Pretty awesome but here's the best part....
"So they sat down with him on the ground seven days and seven nights, and no one spoke a word to him, for they saw that his grief was very great."
"And no one spoke a word to him!" They said NOTHING! Well, look at that! What did they say? Nothing!
And so we begin The Do's and Don'ts of caring for someone who has miscarried or lost a child through stillbirth.
The Do's
- THE BIG ONE: Be okay with not saying anything except maybe an "I'm so sorry. I can't imagine what you're going through."
- LPT: View their loss as if they lost a 6 month old baby. It will help your perspective quite a bit.
- LPT: View their loss as if they lost a 6 month old baby. It will help your perspective quite a bit.
- Be present and create a safe place for them to go.
- Pray for them tons!
- Send/deliver meals, treats or care packages to them.
- Remember them on hard days such as: the baby's due date, Mother's Day, the day they lost their baby and any other milestones. Send them a card or something thoughtful around those times.
- Ask them how they are doing and ask them often. If their response is brief, be okay with that and trust that you loving on them is working, even if it doesn't seem like it.
Furthermore, Job's friends eventually mess up (because apparently too much silence gives them a case of the awkies) and start giving Job reasons for his suffering. I imagine the root of this is to make those who are suffering figure out what they need to learn so their grief magically disappears. But that's not how it goes, my friends. Let's just leave it up to the Lord to teach them everything awesome and holy and perfect and in the meantime we can just be present! So Job responds to his friends' imperfect advice by saying, in Job 16:2,
"I have heard many things like these; you are miserable comforters,all of you!"
Ouch! And so we begin the Do Nots (Or the Don'ts or the how to not be a miserable comforter).
The Don'ts
- Don't talk about how they can have another baby. Nothing can replace what was lost. (Remember the 6 month old example.)
- Don't offer unsolicited advice if you haven't experienced it yourself. I mean, you can try but most of the time this doesn't end well and you are no longer that safe place.
- Don't worry about making them cry by asking them how they are doing.
- Don't complain about your pregnancy or kids around them.
- Don't expect their grieving to end quickly.

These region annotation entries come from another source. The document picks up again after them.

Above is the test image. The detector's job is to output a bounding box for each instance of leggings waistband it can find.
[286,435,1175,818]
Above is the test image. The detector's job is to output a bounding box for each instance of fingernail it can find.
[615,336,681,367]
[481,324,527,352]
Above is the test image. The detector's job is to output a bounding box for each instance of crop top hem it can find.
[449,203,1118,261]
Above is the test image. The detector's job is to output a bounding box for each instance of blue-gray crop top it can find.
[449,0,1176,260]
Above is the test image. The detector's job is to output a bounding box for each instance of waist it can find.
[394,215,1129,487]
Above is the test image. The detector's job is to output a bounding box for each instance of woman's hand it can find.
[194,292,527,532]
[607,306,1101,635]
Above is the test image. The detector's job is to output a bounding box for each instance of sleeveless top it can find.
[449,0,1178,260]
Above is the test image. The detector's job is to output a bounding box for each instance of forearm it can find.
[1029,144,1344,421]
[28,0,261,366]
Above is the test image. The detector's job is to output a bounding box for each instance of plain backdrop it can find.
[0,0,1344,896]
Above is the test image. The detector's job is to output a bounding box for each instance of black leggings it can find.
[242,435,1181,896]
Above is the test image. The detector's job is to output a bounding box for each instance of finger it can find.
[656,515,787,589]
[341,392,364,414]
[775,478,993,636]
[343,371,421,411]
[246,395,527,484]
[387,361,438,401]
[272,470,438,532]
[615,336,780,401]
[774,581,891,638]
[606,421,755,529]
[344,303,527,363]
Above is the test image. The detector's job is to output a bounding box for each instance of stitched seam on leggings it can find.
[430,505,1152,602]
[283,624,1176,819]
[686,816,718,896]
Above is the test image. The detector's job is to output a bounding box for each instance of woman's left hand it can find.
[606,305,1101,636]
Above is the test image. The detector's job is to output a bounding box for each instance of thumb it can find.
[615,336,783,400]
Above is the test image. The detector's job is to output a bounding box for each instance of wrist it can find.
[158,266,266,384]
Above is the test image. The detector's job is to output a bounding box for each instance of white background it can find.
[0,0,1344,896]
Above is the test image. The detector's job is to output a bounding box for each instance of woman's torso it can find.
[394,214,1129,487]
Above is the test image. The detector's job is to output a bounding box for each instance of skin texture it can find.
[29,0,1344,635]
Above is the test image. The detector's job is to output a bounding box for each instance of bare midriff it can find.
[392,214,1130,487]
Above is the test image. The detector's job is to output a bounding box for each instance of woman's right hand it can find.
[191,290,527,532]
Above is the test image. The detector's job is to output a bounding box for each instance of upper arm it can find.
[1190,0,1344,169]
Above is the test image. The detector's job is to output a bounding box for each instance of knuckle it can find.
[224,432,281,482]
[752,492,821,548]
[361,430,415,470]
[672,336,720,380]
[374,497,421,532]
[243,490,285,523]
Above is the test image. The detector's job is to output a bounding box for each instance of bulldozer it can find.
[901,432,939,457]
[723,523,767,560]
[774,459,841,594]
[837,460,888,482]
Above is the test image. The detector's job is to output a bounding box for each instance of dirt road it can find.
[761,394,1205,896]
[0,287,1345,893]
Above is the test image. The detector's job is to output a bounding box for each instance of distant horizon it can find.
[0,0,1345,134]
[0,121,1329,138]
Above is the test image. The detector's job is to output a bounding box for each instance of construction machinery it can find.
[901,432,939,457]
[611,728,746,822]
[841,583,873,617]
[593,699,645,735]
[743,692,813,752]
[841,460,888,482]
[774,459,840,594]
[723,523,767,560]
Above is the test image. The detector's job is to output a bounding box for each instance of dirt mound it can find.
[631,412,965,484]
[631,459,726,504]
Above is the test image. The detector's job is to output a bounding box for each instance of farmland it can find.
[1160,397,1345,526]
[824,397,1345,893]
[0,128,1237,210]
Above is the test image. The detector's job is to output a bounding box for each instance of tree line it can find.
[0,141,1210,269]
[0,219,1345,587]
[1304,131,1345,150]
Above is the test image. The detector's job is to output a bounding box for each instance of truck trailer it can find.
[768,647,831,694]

- If you are pregnant, don't expect them to be there for you in a way others can. Please be okay with this. I know being pregnant is so wonderful but it also fuels a selfishness that is just silly. Be okay with them being excited for you from a distance, but don't ignore them. (Thankfully my friends and family were so gentle with me through this.) Acknowledge the elephant in the room. Here's an example: "I know it's so hard for you right now so if you can't [fill in the blank] I totally understand and love you." Easy Peasy!
I hope this helps even one relationship out there. As a friend or relative, you have an awesome opportunity to be there for someone in a way that no one else can. And it's not because of this silly list I made in the notes section of my iphone; it's through Christ in us. When we stop considering our feelings and focus on the needs of those who are hurting (yes, even through the awkies) we totally glorify the Lord and can impact someone's life big time. Now, get to work!